Das schlimmste war, daß er mit niemandem reden konnte. Wem sollte man eine solche Geschichte schon auftischen, ohne Mitleid oder schallendes Gelächter zu ernten. Zwei-, dreimal rief Tobias an, wohl um ihn weiter zu bearbeiten, aber Micha legte möglichst schnell wieder auf, weil diese Telefonate das bißchen Stabilität, das er sich in der Zwischenzeit aufgebaut hatte, wieder zusammenbrechen ließen wie ein wackliges Kartenhaus.

Mit der Zeit wurde ihm aber klar, daß es nur eine Möglichkeit gab, diesem Alptraum ein Ende zu setzen. Er mußte auf Tobias’ Ansinnen eingehen und mit ihm zu dieser verfluchten Höhle reisen. Nur dort, in der Höhle des Löwen sozusagen, konnte er Tobias und sich selbst beweisen, daß die Welt noch so war, wie sie ihm bis vor kurzer Zeit erschienen war, chaotisch zwar, völlig außer Rand und Band und mit Karacho der sicheren Apokalypse entgegenschlingernd, aber doch nicht so verrückt, als daß in ihr irgendwelche obskuren Schlupflöcher in längst vergangene Erdzeitalter Platz gehabt hätten.

»Is ja super, Mann! Wahnsinn!« rief Tobias, als er ihm seinen Entschluß am Telefon mitteilte. Er war völlig aus dem Häuschen.

»Hör zu, erwarte bitte keine allzu große Begeisterung von mir«, versuchte Micha seine Euphorie zu bremsen. »Ich brauche Klarheit, verstehst du, sonst drehe ich durch.«

»Klar, Micha, versteh ich vollkommen. Aber wir müssen uns langsam ranhalten. Es gibt jetzt unendlich viel zu besprechen.«

Da hatte er wahrscheinlich recht, denn sie hatten mittlerweile Mitte Dezember. Wenn sie die Sache in den kommenden Semesterferien hinter sich bringen wollten, und dazu war er fest entschlossen, er wollte diese Angelegenheit so schnell wie möglich aus der Welt schaffen, dann blieben ihnen gerade noch zwei Monate für die Vorbereitung dieses Unternehmens. Wahrscheinlich war es ziemlicher Wahnsinn, Mitte Februar in die Slowakei fahren zu wollen, aber es mußte jetzt bald geschehen. Bis zum Sommer zu warten, war für ihn eine unerträgliche Vorstellung. Und Tobias war begeistert von seinem plötzlichen Elan. Tatsächlich verschaffte Micha diese Entscheidung etwas Erleichterung, so als hätte er nach längerer Verstopfung endlich einmal wieder auf der Toilette gesessen.
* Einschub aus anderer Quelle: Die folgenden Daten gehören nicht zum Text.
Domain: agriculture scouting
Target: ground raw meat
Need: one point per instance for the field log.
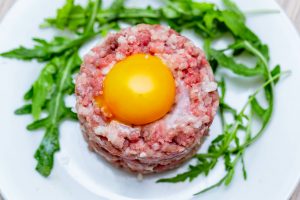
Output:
(163, 144)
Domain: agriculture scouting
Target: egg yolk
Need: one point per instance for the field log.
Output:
(139, 90)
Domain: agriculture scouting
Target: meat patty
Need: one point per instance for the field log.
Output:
(165, 143)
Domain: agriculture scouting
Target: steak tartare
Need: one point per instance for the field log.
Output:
(164, 143)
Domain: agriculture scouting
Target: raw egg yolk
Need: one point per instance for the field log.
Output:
(139, 90)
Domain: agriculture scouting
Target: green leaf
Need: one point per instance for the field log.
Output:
(275, 72)
(45, 153)
(63, 14)
(231, 6)
(45, 51)
(38, 124)
(26, 109)
(42, 89)
(229, 177)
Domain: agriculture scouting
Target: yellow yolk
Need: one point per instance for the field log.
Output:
(138, 90)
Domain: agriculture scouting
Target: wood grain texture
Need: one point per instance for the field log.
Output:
(291, 7)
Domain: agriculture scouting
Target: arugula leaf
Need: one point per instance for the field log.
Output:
(42, 89)
(50, 143)
(231, 6)
(45, 51)
(205, 19)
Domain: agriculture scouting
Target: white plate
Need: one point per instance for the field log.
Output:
(273, 163)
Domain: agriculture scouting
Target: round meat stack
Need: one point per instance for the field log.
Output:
(165, 143)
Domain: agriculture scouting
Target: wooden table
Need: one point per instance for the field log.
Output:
(292, 8)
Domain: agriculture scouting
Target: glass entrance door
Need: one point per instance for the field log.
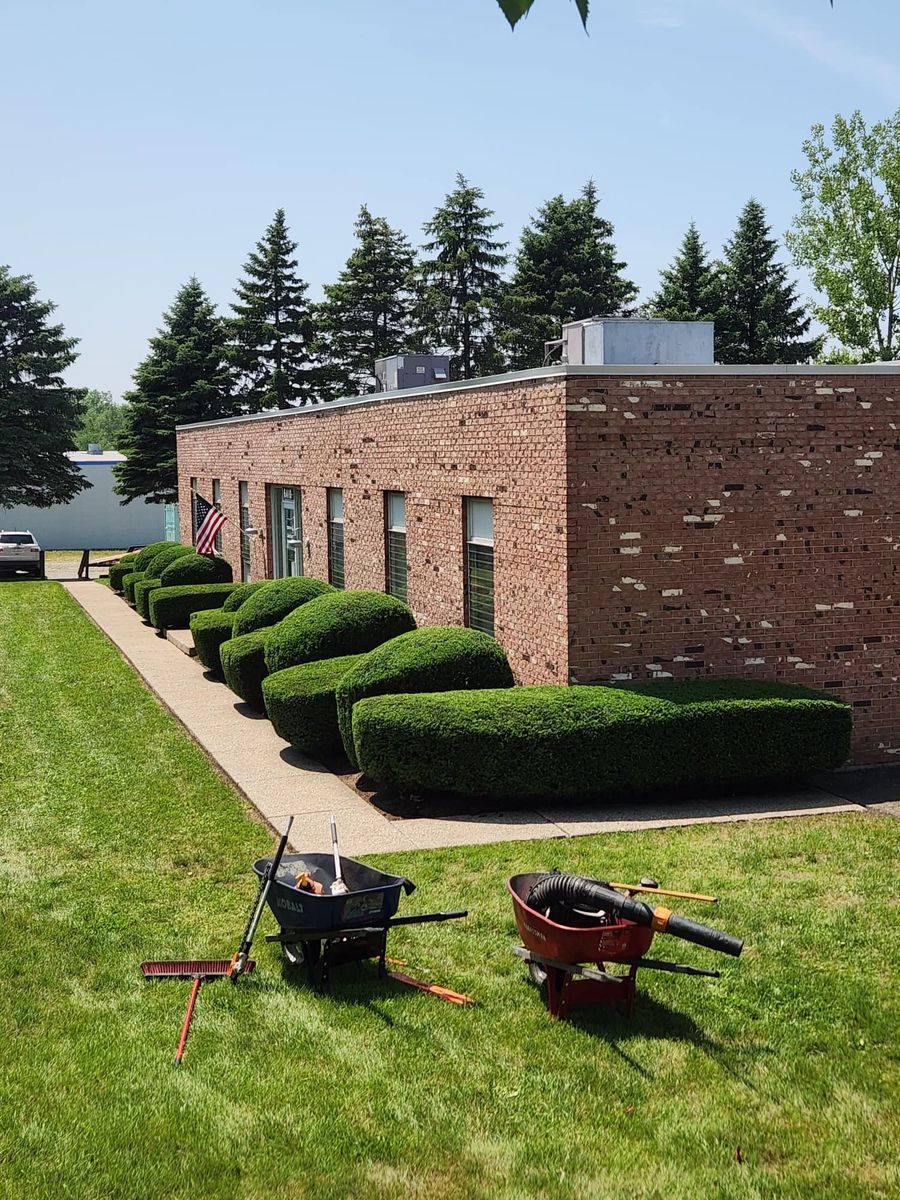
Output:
(287, 532)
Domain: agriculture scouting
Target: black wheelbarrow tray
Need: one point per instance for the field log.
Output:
(321, 931)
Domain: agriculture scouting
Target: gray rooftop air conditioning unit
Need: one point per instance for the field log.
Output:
(411, 371)
(637, 341)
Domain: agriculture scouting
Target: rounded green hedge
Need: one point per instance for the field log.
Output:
(118, 570)
(336, 624)
(142, 594)
(300, 703)
(209, 629)
(431, 659)
(244, 666)
(144, 557)
(241, 593)
(598, 742)
(275, 600)
(196, 569)
(172, 607)
(129, 582)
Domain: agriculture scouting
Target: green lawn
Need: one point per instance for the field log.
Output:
(120, 843)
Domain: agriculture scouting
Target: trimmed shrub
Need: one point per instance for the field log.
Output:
(244, 666)
(209, 629)
(432, 659)
(142, 594)
(144, 557)
(336, 624)
(129, 582)
(118, 570)
(172, 607)
(599, 742)
(241, 593)
(275, 600)
(196, 569)
(300, 703)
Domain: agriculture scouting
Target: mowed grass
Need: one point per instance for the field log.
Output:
(119, 843)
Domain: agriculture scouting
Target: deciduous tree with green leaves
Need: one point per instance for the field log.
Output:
(761, 318)
(39, 413)
(847, 232)
(184, 378)
(271, 331)
(461, 281)
(565, 269)
(690, 288)
(366, 315)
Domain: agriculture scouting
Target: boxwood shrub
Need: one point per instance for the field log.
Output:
(118, 570)
(599, 742)
(275, 600)
(209, 629)
(244, 666)
(196, 569)
(144, 557)
(129, 582)
(336, 624)
(300, 703)
(172, 607)
(142, 594)
(432, 659)
(241, 593)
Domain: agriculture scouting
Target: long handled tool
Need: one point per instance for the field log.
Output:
(239, 964)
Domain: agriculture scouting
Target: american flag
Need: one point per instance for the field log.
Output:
(208, 521)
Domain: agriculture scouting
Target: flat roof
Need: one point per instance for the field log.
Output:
(635, 371)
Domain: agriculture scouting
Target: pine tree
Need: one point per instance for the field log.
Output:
(761, 318)
(366, 315)
(461, 281)
(690, 288)
(565, 270)
(39, 413)
(271, 335)
(184, 378)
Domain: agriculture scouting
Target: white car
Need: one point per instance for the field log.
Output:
(19, 552)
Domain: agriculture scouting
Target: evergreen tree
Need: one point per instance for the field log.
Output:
(565, 270)
(761, 318)
(366, 313)
(690, 287)
(184, 378)
(461, 281)
(39, 413)
(271, 334)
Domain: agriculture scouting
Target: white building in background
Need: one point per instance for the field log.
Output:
(95, 519)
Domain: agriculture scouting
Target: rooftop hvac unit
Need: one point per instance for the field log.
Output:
(411, 371)
(637, 341)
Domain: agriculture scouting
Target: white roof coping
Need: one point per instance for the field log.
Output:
(639, 371)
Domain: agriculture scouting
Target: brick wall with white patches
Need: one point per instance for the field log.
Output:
(739, 525)
(721, 523)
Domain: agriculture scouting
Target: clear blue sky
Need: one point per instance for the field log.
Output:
(147, 142)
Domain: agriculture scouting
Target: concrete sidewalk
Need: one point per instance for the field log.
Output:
(279, 780)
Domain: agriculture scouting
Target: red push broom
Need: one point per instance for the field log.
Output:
(203, 970)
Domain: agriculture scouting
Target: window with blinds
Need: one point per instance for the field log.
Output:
(479, 564)
(395, 544)
(335, 537)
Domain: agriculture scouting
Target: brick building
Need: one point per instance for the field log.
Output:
(604, 522)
Er traf sich nun regelmäßig mit Tobias, um die Einzelheiten zu besprechen, wer sich um was zu kümmern hatte, wer Zelt, Kochgeschirr, Lebensmittel, Fotoausrüstung, und was man sonst so für eine Reise in die Urzeit brauchte, besorgen sollte und so weiter. Insgesamt planten sie etwa sechs bis acht Wochen ein. Hin und wieder fand Micha sogar zu seinem Humor zurück, aber es war ein böser, sarkastischer Humor, und manchmal stand er vor dem Spiegel, schaute in sein vertrautes Milchbubigesicht und dachte: Du bist übergeschnappt, mach du nur weiter so. Irresein fängt immer so an.
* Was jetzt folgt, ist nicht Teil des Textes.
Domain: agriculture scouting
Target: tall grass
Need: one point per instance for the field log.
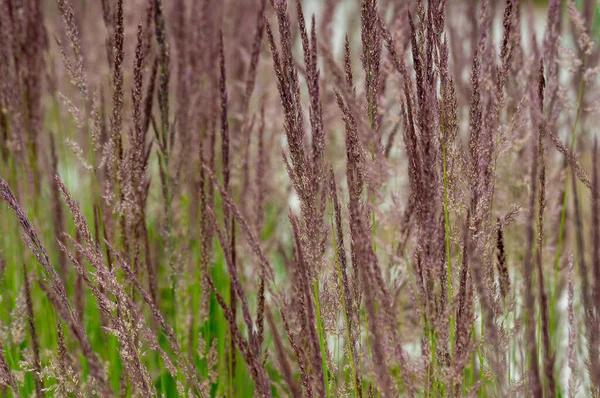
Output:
(205, 198)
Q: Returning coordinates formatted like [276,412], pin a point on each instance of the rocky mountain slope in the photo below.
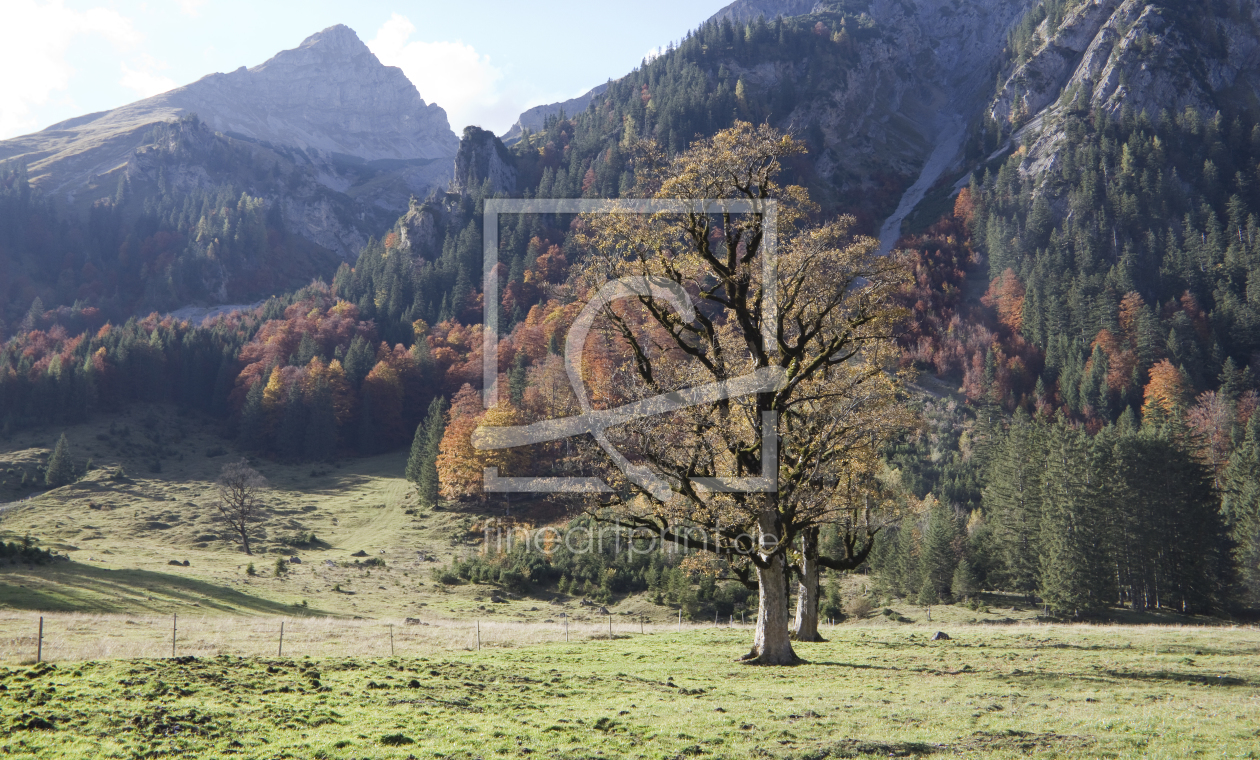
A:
[352,138]
[900,80]
[1105,56]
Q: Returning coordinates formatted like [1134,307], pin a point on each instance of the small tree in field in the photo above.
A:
[240,488]
[61,468]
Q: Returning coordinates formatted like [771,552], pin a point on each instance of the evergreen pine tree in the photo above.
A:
[61,468]
[292,426]
[426,474]
[1241,508]
[252,431]
[1072,574]
[964,585]
[1013,503]
[320,441]
[938,555]
[415,460]
[517,380]
[366,440]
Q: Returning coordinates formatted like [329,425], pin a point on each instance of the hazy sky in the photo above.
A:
[481,61]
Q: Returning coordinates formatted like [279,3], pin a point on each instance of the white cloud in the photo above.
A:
[451,74]
[145,82]
[33,56]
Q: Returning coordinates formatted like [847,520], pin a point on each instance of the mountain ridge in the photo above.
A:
[328,96]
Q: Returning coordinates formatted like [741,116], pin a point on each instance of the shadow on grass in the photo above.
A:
[854,666]
[1164,676]
[857,748]
[74,587]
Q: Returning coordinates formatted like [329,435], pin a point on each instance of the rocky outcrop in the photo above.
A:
[1106,56]
[534,117]
[747,10]
[325,131]
[483,159]
[329,95]
[924,67]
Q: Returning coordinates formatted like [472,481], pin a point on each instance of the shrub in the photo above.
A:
[445,576]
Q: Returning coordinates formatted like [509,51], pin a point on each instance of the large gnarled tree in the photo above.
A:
[818,349]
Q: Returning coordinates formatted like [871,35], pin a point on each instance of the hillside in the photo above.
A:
[134,209]
[329,98]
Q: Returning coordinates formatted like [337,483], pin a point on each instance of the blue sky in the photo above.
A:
[484,62]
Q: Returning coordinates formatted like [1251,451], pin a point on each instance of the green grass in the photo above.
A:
[1012,692]
[1002,688]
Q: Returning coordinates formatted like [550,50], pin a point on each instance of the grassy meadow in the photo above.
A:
[382,662]
[870,692]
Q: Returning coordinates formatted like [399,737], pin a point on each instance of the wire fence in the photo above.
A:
[74,637]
Ende Januar traf er Claudia noch einmal. Da er nun davon ausging, daß der Spuk bald vorüber sein würde, ging es ihm deutlich besser, und sie verbrachten einen netten Abend zusammen. Sie sahen sich endlich Jurassic Park im Kino an, und angesichts der zahlreichen, überzeugend lebensechten Saurier, die den Streifen bevölkerten, lief ihm eine Gänsehaut nach der anderen über den Rücken, wie er es schon seit Jahren nicht mehr erlebt hatte. Tobias hatte vom Eozän gesprochen. Wenn überhaupt irgendwohin, zu den Sauriern führte diese Höhle jedenfalls nicht. Das war beruhigend und enttäuschend zugleich. Wenn Tobias sich schon so einen himmelschreienden Blödsinn ausdachte, warum dann nicht gleich mit den richtigen Akteuren, den ungekrönten Majestäten der Vergangenheit? Wahrscheinlich hatte er befürchtet, das Ganze klänge dann von vornherein noch unglaubwürdiger.

Später beim Bier kamen sie auf die bevorstehenden Semesterferien zu sprechen. Während Claudia erklärte, sie sei noch unschlüssig, ob sie wegfahren solle, sie hätte sich eigentlich vorgenommen, endlich ihre Arbeit fertigzustellen, erzählte er von seiner Reise in die Slowakei.